Les termes et les acronymes les plus utilisés sur ce blog

Agrégateur
L’objectif d’un tel logiciel est de permettre l’agrégation de plusieurs sources de contenus internet en une seule application. Le suivi du contenu est réalisé quasiment en temps réel. Proche dans son fonctionnement de la messagerie électronique, l’agrégateur est le plus souvent un outil limité à la lecture des messages reçus. Les sources de contenu, des sites web en général, mettent à disposition l’adresse d’un fil de syndication mis à jour plus ou moins régulièrement. Cette première phase, l’émission d’un fil de contenu, consiste en la syndication de contenu, c’est-à-dire en la mise à disposition structurée de données.

ATOM
Un document au format Atom est appelé un « fil de syndication Atom » ou fil Web. Ces fils peuvent être affichés aussi bien sur un site Web que directement dans un agrégateur, qui est un logiciel prévu à cet effet. Cela permet de suivre, ou « s´abonner », à un fil.

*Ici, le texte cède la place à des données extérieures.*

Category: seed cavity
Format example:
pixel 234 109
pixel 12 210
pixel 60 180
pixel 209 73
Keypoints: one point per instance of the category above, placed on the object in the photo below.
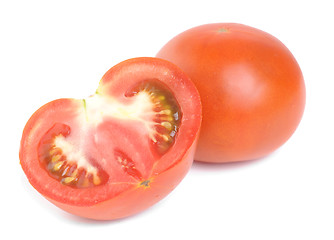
pixel 64 163
pixel 165 111
pixel 128 165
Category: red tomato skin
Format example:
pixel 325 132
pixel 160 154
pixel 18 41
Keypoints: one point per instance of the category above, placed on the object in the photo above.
pixel 127 199
pixel 251 87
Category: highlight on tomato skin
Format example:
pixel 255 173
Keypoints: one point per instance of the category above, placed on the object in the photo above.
pixel 251 86
pixel 120 150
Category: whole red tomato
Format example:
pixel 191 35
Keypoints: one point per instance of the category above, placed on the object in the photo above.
pixel 251 87
pixel 122 149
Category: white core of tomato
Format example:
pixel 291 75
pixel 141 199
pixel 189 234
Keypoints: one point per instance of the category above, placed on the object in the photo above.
pixel 74 155
pixel 98 107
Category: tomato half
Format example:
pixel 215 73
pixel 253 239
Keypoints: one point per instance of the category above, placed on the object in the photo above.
pixel 251 87
pixel 120 150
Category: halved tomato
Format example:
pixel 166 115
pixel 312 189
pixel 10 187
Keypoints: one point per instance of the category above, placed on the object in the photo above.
pixel 120 150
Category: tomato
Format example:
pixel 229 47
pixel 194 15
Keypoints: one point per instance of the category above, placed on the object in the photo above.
pixel 251 87
pixel 120 150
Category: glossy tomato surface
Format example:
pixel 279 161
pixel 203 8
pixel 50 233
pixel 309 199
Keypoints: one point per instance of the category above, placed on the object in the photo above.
pixel 251 87
pixel 120 150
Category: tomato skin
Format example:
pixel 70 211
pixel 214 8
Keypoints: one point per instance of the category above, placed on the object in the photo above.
pixel 252 89
pixel 116 198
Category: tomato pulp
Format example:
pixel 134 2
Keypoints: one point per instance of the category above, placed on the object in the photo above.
pixel 251 87
pixel 120 150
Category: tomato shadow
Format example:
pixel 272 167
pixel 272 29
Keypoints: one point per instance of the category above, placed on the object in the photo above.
pixel 205 166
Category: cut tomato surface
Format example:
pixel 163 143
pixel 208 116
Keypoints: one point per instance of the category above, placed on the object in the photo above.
pixel 120 150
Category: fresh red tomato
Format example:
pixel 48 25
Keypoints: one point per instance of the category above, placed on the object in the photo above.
pixel 120 150
pixel 251 87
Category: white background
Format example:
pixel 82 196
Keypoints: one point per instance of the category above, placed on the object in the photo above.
pixel 54 49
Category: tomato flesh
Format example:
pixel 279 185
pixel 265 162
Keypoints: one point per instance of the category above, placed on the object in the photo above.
pixel 82 155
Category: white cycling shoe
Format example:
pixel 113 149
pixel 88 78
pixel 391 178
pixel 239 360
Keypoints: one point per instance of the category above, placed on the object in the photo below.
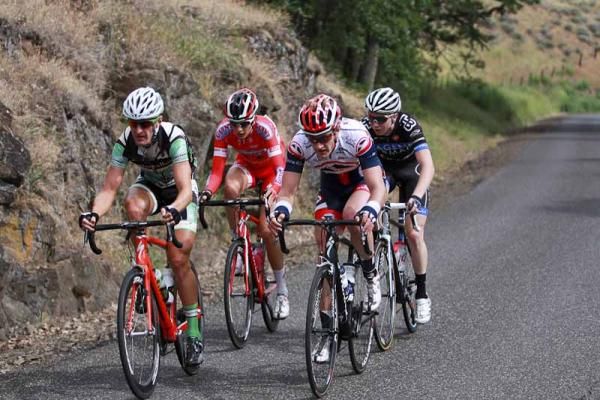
pixel 321 354
pixel 373 296
pixel 423 311
pixel 282 307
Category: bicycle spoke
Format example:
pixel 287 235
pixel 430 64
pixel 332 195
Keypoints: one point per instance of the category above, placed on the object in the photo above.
pixel 238 296
pixel 138 346
pixel 320 335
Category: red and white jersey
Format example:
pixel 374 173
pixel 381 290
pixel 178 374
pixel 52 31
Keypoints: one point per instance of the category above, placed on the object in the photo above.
pixel 262 150
pixel 353 150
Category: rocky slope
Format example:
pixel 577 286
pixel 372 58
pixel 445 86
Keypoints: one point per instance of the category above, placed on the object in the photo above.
pixel 56 143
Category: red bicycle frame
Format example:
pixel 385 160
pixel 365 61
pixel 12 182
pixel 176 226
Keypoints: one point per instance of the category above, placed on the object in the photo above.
pixel 243 232
pixel 167 313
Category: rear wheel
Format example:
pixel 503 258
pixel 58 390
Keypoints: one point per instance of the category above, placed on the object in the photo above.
pixel 363 324
pixel 180 346
pixel 238 295
pixel 384 321
pixel 139 347
pixel 321 337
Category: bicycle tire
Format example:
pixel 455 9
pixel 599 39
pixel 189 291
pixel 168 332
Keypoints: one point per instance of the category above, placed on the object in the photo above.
pixel 409 302
pixel 132 303
pixel 238 295
pixel 180 348
pixel 385 319
pixel 320 374
pixel 267 305
pixel 363 323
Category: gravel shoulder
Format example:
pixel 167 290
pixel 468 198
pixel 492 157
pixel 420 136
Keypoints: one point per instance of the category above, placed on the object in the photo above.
pixel 61 336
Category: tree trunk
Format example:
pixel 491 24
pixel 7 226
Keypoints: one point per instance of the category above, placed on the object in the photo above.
pixel 371 63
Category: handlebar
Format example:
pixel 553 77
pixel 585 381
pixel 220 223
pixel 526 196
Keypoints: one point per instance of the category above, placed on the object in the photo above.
pixel 402 207
pixel 328 224
pixel 89 237
pixel 229 203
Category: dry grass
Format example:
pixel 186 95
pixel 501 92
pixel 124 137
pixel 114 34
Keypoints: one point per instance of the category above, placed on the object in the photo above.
pixel 232 14
pixel 512 61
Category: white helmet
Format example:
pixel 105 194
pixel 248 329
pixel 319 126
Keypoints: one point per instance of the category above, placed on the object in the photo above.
pixel 383 101
pixel 143 104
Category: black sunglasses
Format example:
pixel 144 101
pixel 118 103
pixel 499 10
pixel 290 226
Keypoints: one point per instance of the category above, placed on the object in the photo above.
pixel 320 138
pixel 380 119
pixel 143 124
pixel 243 124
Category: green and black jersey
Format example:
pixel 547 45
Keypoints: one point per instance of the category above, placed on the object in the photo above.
pixel 156 161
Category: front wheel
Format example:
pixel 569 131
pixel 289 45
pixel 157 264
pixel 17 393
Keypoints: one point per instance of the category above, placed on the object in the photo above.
pixel 238 295
pixel 138 333
pixel 320 336
pixel 384 321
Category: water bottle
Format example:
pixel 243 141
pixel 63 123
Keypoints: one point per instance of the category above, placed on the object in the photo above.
pixel 347 278
pixel 258 252
pixel 401 253
pixel 350 271
pixel 167 282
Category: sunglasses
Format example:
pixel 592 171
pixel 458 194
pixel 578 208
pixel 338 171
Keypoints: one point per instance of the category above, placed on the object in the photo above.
pixel 319 139
pixel 142 124
pixel 380 119
pixel 243 124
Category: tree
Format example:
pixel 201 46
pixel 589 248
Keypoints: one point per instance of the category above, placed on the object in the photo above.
pixel 394 42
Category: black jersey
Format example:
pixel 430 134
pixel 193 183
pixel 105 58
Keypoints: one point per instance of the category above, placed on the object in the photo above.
pixel 398 149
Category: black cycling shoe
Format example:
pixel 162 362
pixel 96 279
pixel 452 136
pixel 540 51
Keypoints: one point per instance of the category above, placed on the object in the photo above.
pixel 194 355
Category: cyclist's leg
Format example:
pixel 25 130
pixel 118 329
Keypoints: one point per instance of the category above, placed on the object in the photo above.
pixel 179 260
pixel 416 243
pixel 274 253
pixel 416 240
pixel 141 200
pixel 357 200
pixel 237 180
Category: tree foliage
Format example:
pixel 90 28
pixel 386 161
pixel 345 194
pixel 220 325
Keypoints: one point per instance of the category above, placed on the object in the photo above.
pixel 393 42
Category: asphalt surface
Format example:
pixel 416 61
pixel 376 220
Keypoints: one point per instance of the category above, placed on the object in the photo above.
pixel 514 277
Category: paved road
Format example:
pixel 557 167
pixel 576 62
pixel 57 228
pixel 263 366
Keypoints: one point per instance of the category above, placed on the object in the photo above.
pixel 514 280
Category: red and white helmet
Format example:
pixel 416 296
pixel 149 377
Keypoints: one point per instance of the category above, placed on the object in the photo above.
pixel 242 105
pixel 319 115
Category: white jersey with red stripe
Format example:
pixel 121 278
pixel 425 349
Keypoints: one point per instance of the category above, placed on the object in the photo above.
pixel 353 150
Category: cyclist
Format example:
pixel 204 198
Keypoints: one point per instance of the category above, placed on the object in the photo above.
pixel 260 161
pixel 406 159
pixel 351 184
pixel 166 184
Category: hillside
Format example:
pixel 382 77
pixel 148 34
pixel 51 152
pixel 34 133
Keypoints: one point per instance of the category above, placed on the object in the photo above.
pixel 558 39
pixel 65 68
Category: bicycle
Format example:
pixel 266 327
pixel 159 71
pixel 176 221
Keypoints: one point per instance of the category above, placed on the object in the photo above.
pixel 350 319
pixel 143 313
pixel 397 277
pixel 243 289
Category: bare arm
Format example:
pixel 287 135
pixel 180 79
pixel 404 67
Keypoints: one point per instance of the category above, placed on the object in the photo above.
pixel 104 199
pixel 426 171
pixel 374 180
pixel 182 173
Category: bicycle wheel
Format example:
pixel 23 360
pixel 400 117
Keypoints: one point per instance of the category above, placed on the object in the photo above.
pixel 384 321
pixel 363 324
pixel 321 336
pixel 180 348
pixel 139 348
pixel 238 296
pixel 409 302
pixel 267 305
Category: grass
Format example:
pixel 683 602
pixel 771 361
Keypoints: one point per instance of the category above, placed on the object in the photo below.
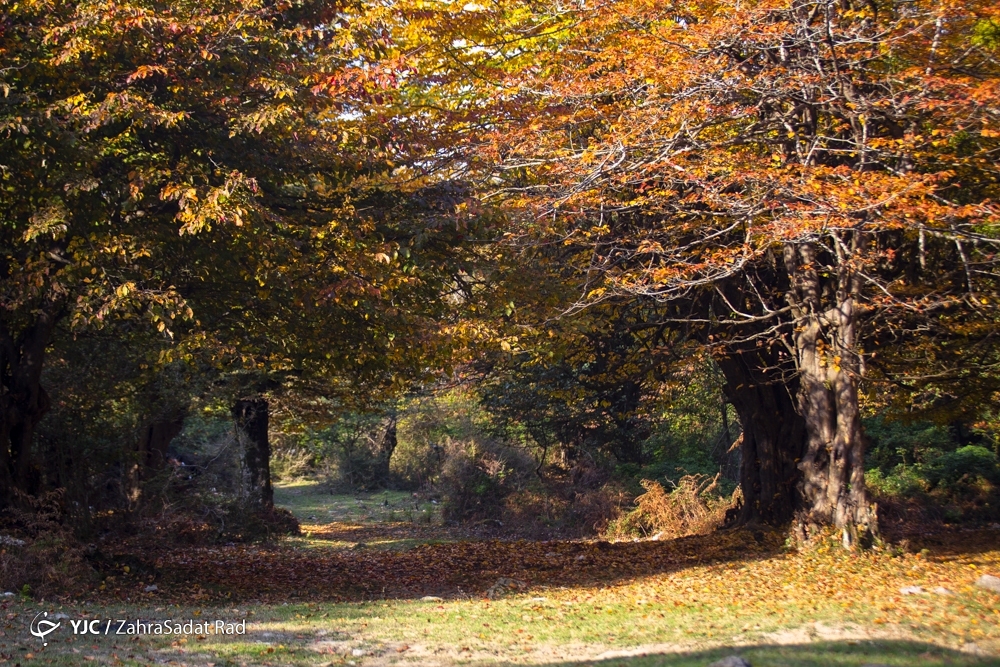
pixel 771 606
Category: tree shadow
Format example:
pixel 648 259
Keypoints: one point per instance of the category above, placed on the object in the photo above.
pixel 817 654
pixel 280 572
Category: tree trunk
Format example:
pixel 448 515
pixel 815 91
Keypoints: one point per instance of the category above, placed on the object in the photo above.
pixel 151 449
pixel 832 484
pixel 251 418
pixel 773 437
pixel 23 403
pixel 383 449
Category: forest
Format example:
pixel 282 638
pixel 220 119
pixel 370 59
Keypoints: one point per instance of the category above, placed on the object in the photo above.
pixel 649 332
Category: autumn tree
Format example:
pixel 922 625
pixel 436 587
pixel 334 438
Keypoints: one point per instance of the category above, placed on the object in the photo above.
pixel 803 180
pixel 216 172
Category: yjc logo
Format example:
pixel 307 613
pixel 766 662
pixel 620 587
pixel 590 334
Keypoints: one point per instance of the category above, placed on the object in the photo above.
pixel 41 628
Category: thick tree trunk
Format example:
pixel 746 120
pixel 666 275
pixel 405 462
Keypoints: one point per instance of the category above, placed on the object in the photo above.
pixel 251 418
pixel 833 484
pixel 773 437
pixel 23 403
pixel 151 449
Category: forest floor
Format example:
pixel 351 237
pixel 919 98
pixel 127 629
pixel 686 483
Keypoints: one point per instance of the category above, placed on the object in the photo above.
pixel 378 581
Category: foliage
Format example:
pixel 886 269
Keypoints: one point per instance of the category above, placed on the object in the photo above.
pixel 691 507
pixel 39 555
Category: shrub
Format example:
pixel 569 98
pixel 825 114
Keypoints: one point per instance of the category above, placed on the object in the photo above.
pixel 291 463
pixel 692 507
pixel 477 476
pixel 38 552
pixel 968 466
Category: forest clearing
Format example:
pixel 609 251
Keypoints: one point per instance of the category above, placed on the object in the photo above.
pixel 411 599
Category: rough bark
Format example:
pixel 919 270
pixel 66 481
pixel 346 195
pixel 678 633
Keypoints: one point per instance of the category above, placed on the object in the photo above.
pixel 773 437
pixel 23 402
pixel 832 483
pixel 251 418
pixel 151 449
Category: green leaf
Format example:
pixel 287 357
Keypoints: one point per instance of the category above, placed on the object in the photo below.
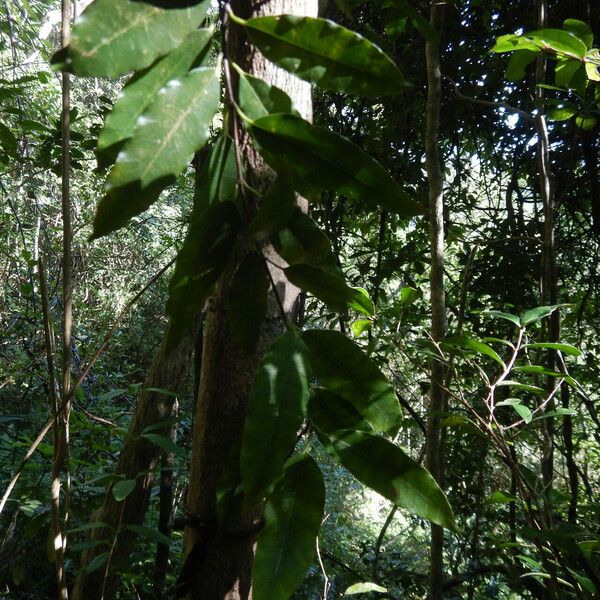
pixel 165 443
pixel 276 408
pixel 314 159
pixel 303 241
pixel 536 314
pixel 326 54
pixel 330 288
pixel 258 99
pixel 141 90
pixel 364 588
pixel 200 263
pixel 114 37
pixel 286 545
pixel 330 412
pixel 248 300
pixel 218 178
pixel 385 468
pixel 150 534
pixel 342 367
pixel 462 341
pixel 175 126
pixel 581 30
pixel 123 488
pixel 277 207
pixel 567 349
pixel 501 315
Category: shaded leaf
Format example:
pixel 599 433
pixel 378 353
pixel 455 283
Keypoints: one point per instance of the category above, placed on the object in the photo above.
pixel 276 407
pixel 342 367
pixel 286 545
pixel 314 159
pixel 326 54
pixel 175 126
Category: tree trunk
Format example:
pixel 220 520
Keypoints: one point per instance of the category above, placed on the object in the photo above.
pixel 138 455
pixel 218 565
pixel 437 398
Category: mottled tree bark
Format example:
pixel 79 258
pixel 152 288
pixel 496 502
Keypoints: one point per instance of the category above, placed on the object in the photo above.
pixel 219 565
pixel 138 455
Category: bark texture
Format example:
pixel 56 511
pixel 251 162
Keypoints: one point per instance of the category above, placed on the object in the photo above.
pixel 218 564
pixel 138 455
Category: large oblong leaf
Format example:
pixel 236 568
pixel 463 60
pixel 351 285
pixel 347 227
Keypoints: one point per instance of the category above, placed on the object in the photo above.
pixel 276 407
pixel 113 37
pixel 175 126
pixel 388 470
pixel 342 367
pixel 141 90
pixel 200 262
pixel 326 54
pixel 286 545
pixel 314 159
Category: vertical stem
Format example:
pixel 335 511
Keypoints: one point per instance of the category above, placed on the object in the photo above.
pixel 437 397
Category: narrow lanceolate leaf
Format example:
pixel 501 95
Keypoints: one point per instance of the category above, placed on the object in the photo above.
pixel 314 159
pixel 286 545
pixel 114 37
pixel 343 368
pixel 258 99
pixel 329 412
pixel 248 300
pixel 276 408
pixel 141 91
pixel 330 288
pixel 388 470
pixel 174 127
pixel 200 263
pixel 326 54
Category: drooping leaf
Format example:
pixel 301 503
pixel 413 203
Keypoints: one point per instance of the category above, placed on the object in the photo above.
pixel 248 300
pixel 364 588
pixel 385 468
pixel 330 288
pixel 258 99
pixel 285 547
pixel 277 208
pixel 165 443
pixel 123 488
pixel 200 262
pixel 342 367
pixel 330 412
pixel 326 54
pixel 150 534
pixel 141 91
pixel 174 127
pixel 218 179
pixel 113 37
pixel 314 159
pixel 276 408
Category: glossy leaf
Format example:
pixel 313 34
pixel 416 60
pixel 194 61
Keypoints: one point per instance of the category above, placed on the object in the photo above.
pixel 175 126
pixel 314 159
pixel 200 263
pixel 123 488
pixel 330 288
pixel 385 468
pixel 141 91
pixel 343 368
pixel 286 545
pixel 258 99
pixel 113 37
pixel 248 300
pixel 326 54
pixel 276 408
pixel 330 412
pixel 218 178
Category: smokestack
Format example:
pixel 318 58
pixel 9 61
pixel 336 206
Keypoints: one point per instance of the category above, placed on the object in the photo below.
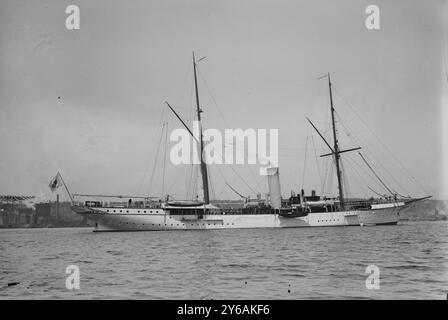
pixel 274 187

Le propriétaire d´un site Web peut quant à lui utiliser un logiciel spécialisé, tel qu´un système de gestion de contenu, pour publier une liste de ressources, dans un format standardisé et lisible par une machine, et dont il souhaite notifier des mises à jour. Le développement d´Atom a été justifié par le manque de flexibilité commun aux nombreuses variantes de RSS et la faible interopérabilité des protocoles de publication fondés sur XML-RPC.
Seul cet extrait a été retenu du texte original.